Rhosneigr, on Anglesey’s west coast, is the island’s watersports village — a low-rise scatter of houses, surf shops, and cafés between two wide sandy beaches, with a freshwater lake behind it and the Snowdonia mountains on the horizon across the bay. It draws kitesurfers, families, and second-homers in roughly equal measure, and in summer it has a relaxed, slightly bohemian feel. Here’s how to spend your time.
The two beaches
Rhosneigr has two main beaches, and knowing the difference helps. Traeth Llydan (Broad Beach) is the bigger, family-friendly stretch to the south — wide, sandy, and good for building sandcastles and paddling at low tide. Traeth Crigyll (Town Beach) sits right by the village and is the watersports hub, with a tidal lagoon that fills at high water and is popular with beginners. Both face west, which makes Rhosneigr one of the best sunset spots on Anglesey.
Watersports: kitesurfing, surfing and SUP
Rhosneigr’s exposed western aspect and reliable wind make it the island’s watersports capital. It’s the home of kitesurfing on Anglesey, with shallow, flat water at the lagoon for learners and open beach-break conditions beyond. Surfers and paddleboarders also do well here — see our surfing and paddleboarding guides. Gecko Surf and the village’s other shops handle hire and lessons.
Llyn Maelog and an easy walk
Behind the village, Llyn Maelog is a shallow freshwater lake with a flat, accessible circular path of about 1.5 miles — good for an easy stroll, birdwatching, and a quieter alternative when the beach is busy. It links through to the dunes and back to the coast.
Where to eat
For a small village, Rhosneigr eats well. Mojo’s on the high street is the standout: a proper bistro and café doing Welsh breakfast with locally sourced ingredients, galettes and sandwiches at lunch, and an evening menu of fresh scallops, seafood linguine, and a Thursday steak night that draws people in from across the island — the thick ice cream milkshakes are worth the visit alone.
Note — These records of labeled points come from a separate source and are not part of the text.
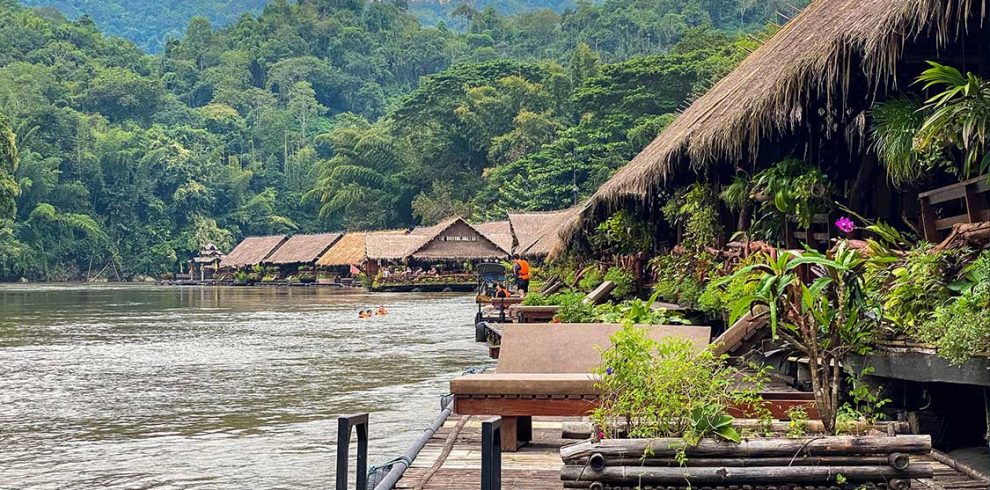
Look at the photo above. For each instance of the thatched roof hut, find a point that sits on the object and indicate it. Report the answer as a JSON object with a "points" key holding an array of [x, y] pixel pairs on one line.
{"points": [[252, 251], [349, 250], [455, 239], [302, 249], [391, 244], [499, 232], [536, 233], [805, 92], [208, 254]]}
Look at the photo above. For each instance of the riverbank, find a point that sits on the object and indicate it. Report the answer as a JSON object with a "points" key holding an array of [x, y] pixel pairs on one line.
{"points": [[130, 385]]}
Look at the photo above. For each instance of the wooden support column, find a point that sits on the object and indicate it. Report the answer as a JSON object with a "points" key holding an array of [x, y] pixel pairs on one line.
{"points": [[928, 221], [974, 207], [510, 434]]}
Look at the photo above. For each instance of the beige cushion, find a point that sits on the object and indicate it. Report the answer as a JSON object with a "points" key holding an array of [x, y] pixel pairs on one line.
{"points": [[573, 347], [523, 384]]}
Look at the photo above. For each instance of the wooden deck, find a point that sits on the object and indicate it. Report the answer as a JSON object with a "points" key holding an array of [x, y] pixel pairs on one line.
{"points": [[451, 460], [534, 467]]}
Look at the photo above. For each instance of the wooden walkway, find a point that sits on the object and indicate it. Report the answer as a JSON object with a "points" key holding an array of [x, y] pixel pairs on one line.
{"points": [[534, 467], [451, 460]]}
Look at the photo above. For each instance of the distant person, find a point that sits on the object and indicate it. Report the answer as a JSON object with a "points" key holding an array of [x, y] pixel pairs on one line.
{"points": [[501, 291], [520, 269]]}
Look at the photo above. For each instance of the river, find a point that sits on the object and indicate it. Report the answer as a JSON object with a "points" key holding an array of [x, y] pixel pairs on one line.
{"points": [[160, 387]]}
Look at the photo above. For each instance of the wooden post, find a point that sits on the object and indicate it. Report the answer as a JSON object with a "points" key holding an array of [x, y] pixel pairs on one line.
{"points": [[928, 221], [974, 207]]}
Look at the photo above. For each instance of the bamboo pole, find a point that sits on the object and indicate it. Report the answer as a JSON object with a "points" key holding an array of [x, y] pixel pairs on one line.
{"points": [[582, 430], [641, 475], [757, 448], [730, 462]]}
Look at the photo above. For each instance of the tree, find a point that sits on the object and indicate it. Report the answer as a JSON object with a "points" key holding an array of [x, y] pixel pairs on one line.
{"points": [[826, 319], [439, 204], [9, 190], [958, 116], [304, 106]]}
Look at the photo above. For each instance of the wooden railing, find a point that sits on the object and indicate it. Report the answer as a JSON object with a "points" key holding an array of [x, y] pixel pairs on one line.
{"points": [[971, 193]]}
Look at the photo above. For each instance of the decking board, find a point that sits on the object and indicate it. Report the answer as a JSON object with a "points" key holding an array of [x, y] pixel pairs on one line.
{"points": [[537, 465]]}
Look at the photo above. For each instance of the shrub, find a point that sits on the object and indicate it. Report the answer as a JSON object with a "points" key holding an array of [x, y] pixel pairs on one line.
{"points": [[665, 389], [680, 278], [638, 312], [625, 283], [961, 327], [574, 310], [539, 299], [591, 278]]}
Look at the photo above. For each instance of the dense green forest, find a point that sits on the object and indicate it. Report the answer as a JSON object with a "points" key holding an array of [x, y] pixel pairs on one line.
{"points": [[328, 115]]}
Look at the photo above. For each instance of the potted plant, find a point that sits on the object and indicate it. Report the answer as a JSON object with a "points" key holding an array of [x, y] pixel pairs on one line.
{"points": [[665, 418]]}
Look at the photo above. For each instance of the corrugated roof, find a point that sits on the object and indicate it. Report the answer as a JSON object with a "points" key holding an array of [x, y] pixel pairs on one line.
{"points": [[349, 250], [302, 249], [391, 245], [252, 251], [477, 246], [536, 232]]}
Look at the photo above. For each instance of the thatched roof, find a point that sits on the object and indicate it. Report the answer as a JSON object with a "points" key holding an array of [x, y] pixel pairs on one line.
{"points": [[455, 239], [499, 232], [818, 54], [252, 251], [537, 232], [302, 249], [391, 245], [349, 250]]}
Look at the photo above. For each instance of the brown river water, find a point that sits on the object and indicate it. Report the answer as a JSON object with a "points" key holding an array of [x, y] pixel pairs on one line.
{"points": [[162, 387]]}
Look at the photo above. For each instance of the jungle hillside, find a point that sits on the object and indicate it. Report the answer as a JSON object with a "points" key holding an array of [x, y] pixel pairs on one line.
{"points": [[117, 162]]}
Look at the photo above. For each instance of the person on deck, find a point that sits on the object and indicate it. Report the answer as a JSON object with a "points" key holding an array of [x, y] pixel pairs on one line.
{"points": [[520, 269]]}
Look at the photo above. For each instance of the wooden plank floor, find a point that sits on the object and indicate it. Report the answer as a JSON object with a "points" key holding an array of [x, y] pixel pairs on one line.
{"points": [[537, 466], [534, 467]]}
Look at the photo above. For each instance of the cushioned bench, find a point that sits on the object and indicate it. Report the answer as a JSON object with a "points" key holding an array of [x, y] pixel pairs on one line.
{"points": [[544, 370]]}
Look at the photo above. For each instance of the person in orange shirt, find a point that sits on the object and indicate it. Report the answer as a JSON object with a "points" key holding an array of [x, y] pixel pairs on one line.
{"points": [[521, 271]]}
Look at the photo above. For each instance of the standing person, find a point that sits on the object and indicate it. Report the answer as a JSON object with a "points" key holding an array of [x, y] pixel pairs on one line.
{"points": [[521, 270]]}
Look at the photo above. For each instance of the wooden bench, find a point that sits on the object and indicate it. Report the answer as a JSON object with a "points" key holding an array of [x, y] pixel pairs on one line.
{"points": [[544, 369], [545, 313], [969, 196]]}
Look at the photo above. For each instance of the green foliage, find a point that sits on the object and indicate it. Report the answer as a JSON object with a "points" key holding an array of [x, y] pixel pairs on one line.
{"points": [[720, 294], [538, 299], [9, 190], [623, 233], [958, 115], [625, 283], [695, 208], [681, 278], [794, 189], [797, 424], [825, 320], [638, 312], [316, 116], [573, 309], [665, 389], [960, 327], [865, 405], [591, 278], [908, 286], [896, 123]]}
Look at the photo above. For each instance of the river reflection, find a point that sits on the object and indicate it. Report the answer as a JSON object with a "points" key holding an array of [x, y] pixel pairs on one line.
{"points": [[143, 386]]}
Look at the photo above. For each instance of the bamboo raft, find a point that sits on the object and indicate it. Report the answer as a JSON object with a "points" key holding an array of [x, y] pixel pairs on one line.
{"points": [[451, 460]]}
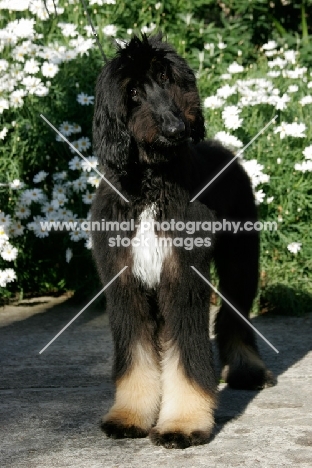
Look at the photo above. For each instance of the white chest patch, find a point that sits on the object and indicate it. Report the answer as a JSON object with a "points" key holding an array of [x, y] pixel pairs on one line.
{"points": [[151, 251]]}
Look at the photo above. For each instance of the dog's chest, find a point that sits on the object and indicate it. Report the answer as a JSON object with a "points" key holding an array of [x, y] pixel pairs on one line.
{"points": [[149, 250]]}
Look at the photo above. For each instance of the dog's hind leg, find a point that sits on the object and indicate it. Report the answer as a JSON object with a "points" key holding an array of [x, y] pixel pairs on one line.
{"points": [[187, 376], [136, 367], [236, 258]]}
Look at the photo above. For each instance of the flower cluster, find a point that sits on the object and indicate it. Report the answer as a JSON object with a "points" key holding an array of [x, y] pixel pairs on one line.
{"points": [[29, 65]]}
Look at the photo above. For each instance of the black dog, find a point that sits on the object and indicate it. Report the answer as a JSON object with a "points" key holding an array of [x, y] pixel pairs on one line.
{"points": [[148, 130]]}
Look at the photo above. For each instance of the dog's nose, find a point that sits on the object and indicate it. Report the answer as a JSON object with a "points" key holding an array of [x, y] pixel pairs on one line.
{"points": [[174, 130]]}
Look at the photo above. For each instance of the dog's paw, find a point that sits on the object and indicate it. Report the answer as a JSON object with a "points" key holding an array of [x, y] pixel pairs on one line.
{"points": [[117, 430], [178, 439]]}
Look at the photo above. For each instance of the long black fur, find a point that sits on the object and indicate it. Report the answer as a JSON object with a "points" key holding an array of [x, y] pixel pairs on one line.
{"points": [[148, 134]]}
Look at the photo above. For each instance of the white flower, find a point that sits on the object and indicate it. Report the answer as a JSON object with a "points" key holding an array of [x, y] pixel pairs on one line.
{"points": [[290, 56], [79, 185], [31, 66], [87, 198], [75, 163], [16, 98], [294, 247], [39, 231], [16, 184], [280, 103], [22, 28], [209, 46], [270, 45], [40, 177], [35, 195], [4, 65], [5, 220], [230, 116], [221, 45], [3, 235], [76, 128], [75, 144], [68, 29], [226, 76], [3, 133], [16, 229], [254, 171], [277, 62], [60, 176], [9, 253], [226, 91], [88, 243], [110, 30], [307, 152], [213, 102], [228, 140], [235, 68], [259, 197], [49, 69], [84, 99], [69, 255], [305, 166], [274, 73], [4, 104], [306, 100], [296, 73], [293, 88], [294, 129], [103, 2], [22, 212]]}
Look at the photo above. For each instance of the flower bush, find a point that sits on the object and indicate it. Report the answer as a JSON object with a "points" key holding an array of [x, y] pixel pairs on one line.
{"points": [[50, 61]]}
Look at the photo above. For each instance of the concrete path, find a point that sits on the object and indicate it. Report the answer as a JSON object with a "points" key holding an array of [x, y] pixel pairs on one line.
{"points": [[51, 404]]}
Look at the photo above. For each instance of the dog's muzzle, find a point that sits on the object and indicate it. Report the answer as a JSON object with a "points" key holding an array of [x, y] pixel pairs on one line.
{"points": [[174, 130]]}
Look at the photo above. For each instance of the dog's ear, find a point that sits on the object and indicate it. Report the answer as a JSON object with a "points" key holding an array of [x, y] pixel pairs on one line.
{"points": [[198, 130], [111, 139]]}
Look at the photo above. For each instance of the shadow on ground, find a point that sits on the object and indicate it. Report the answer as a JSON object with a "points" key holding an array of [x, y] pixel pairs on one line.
{"points": [[42, 390]]}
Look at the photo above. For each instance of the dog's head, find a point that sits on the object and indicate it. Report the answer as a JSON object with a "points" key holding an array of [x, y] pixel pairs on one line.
{"points": [[146, 96]]}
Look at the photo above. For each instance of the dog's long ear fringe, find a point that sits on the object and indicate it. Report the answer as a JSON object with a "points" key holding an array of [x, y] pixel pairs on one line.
{"points": [[94, 32], [198, 131], [111, 139]]}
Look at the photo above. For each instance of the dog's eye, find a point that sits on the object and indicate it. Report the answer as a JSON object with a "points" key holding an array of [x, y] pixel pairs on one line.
{"points": [[133, 92]]}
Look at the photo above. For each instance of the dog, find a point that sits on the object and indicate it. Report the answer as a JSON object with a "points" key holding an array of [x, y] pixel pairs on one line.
{"points": [[148, 135]]}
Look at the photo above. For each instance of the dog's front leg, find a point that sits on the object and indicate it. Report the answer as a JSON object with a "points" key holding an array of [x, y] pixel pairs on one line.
{"points": [[136, 367], [187, 376]]}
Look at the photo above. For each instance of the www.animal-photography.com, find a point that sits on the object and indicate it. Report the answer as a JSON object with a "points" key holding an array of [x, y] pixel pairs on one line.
{"points": [[155, 248]]}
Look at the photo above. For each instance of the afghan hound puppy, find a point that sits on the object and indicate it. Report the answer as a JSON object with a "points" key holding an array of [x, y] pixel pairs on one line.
{"points": [[148, 133]]}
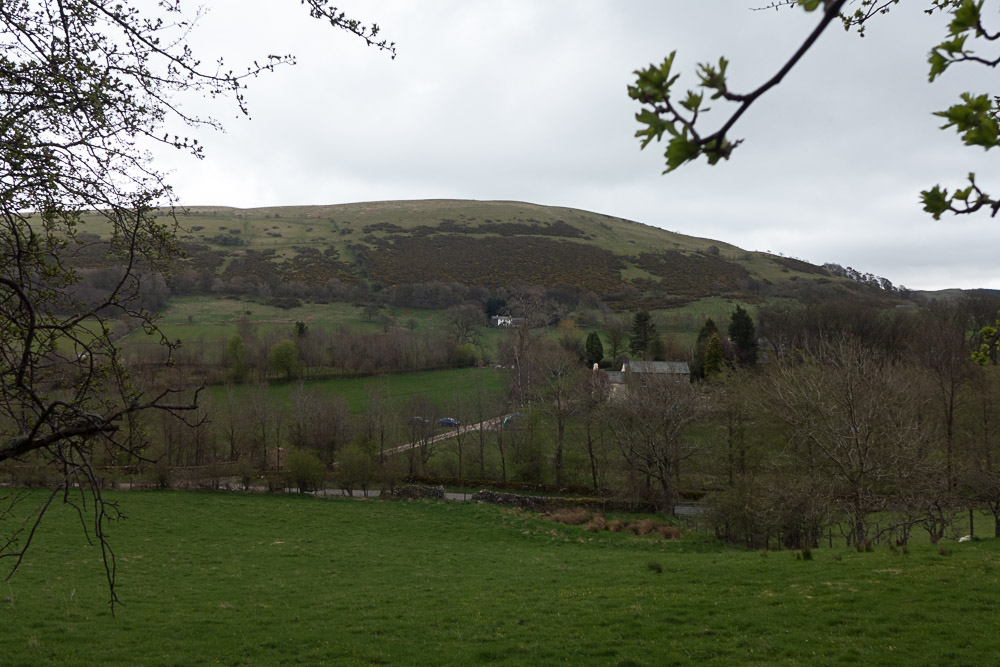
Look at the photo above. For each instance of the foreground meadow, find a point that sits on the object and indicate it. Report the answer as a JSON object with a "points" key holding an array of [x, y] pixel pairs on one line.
{"points": [[252, 579]]}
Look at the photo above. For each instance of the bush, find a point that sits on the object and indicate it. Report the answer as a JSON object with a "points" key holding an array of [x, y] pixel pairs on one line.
{"points": [[571, 516], [304, 471]]}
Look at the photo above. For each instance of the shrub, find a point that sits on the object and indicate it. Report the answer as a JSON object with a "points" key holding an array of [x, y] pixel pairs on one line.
{"points": [[571, 516], [304, 470], [670, 532]]}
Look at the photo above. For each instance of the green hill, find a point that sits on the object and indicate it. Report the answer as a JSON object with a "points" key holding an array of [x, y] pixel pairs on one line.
{"points": [[378, 246]]}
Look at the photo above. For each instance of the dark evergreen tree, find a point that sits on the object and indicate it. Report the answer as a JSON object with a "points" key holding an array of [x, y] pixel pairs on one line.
{"points": [[713, 357], [642, 334], [698, 358], [594, 348], [743, 335]]}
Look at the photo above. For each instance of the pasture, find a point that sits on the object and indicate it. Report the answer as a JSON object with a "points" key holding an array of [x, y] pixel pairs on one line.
{"points": [[238, 579]]}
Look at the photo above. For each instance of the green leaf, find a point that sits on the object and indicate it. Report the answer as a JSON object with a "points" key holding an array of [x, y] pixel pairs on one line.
{"points": [[681, 149], [935, 201]]}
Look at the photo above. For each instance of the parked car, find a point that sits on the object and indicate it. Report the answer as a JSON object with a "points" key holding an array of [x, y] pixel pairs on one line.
{"points": [[511, 419]]}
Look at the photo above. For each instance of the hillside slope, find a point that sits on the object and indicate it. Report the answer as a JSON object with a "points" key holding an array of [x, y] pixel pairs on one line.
{"points": [[486, 244]]}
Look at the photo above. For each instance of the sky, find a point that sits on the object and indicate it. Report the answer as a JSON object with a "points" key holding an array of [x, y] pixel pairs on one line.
{"points": [[526, 100]]}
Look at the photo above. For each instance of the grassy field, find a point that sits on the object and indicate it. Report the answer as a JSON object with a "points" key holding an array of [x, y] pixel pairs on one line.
{"points": [[262, 580], [440, 387]]}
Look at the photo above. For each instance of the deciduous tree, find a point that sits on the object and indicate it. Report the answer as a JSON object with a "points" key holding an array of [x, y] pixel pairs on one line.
{"points": [[86, 87]]}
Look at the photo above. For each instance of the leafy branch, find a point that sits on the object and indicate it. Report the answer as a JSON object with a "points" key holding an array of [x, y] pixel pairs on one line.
{"points": [[976, 118]]}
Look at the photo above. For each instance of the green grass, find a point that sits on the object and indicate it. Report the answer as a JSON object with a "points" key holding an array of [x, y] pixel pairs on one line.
{"points": [[440, 387], [240, 580]]}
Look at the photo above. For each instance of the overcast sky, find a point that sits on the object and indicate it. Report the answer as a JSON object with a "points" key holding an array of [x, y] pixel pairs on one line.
{"points": [[526, 100]]}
The Oyster Catcher is a striking eco-building above the dunes with a west-facing terrace doing wood-fired pizza and local seafood; The White Eagle and The Reef are also worth knowing — see the food lover’s guide for more across the island.
A short drive away: Silver Bay and Aberffraw
Ten minutes south, Silver Bay is a sheltered, shallow beach popular with families, and Aberffraw is a wilder dune-backed bay with a tidal estuary — both quieter than Rhosneigr in high season.
Practical notes
- Parking: there’s pay-and-display parking near both beaches; it fills fast on hot weekends, so arrive early.
- Trains: Rhosneigr has its own request-stop railway station on the Holyhead line, so it’s reachable without a car — see Anglesey without a car.
- Best for: watersports beginners, families who want sand and shallow water, and anyone after a low-key beach weekend.
Two beaches, dependable wind, and a good feed at the end of the day — Rhosneigr is Anglesey at its most easy-going.